INTRODUCTION: The objective of this study was to describe Do-Not-Resuscitate (DNR) practices in a tertiary-care intensive care unit (ICU) in Saudi Arabia, and determine the predictors and outcomes of patients who had DNR orders.

METHODS: This retrospective cohort study was based on a prospectively collected database for a medical-surgicalIntensive CareDepartment in a tertiary-care center in Riyadh, Saudi Arabia (1999-2017). We compared patients who had DNR orders during the ICU stay with those with "full code." The primary outcome was hospital mortality. The secondary outcomes included ICU mortality, tracheostomy, duration of mechanical ventilation, and length of stay in the ICU and hospital.
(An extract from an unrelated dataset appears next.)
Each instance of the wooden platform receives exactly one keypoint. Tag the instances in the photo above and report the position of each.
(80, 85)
RESULTS: Among 24790 patients admitted to the ICU over the 19-year study period, 3217 (13%) had DNR orders during the ICU stay. Compared to patients with "full code," patients with DNR orders were older (median 67 years [Q1, Q3: 55, 76] versus 57 years [Q1, Q3: 33, 71], p < 0.0001), were more likely to be females (43% versus 38%, p < 0.0001), had worse premorbid functional status (WHO performance status scores 4-5: 606[18.9%] versus 1894[8.8%], p < 0.0001), higher prevalence of comorbid conditions, and higher APACHE II score (median 28 [Q1, Q3: 23, 34] versus 19 [Q1, Q3: 13, 25], p < 0.0001) and were more likely to be mechanically ventilated (83% versus 55%, p < 0.0001). Patients had DNR orders were more likely to die in the ICU (67.8% versus 8.5%, p < 0.0001) and hospital (82.4% versus 18.1%, p < 0.0001). On multivariable logistic regression analysis, the following were associated with an increased likelihood of DNR status: increasing age (odds ratio (OR) 1.01, 95% confidence interval (CI) 1.01-1.02), higher APACHE II score (OR 1.09, 95% CI 1.08-1.10), and worse WHO performance status score. Patients admitted in recent years (2012-2017 versus 2002-2005) were less likely to have DNR orders (OR 0.35, 95% CI 0.32-0.39, p < 0.0001). Patients with DNR orders had higher ICU mortality, more tracheostomies, longer duration of mechanical ventilation and length of ICU stay compared to patients with with "full code" but they had shorter length of hospital stay.

CONCLUSION: In a tertiary-care hospital in Saudi Arabia, 13% of critically ill patients had DNR orders during ICU stay. This study identified several predictors of DNR orders, including the severity of illness and poor premorbid functional status.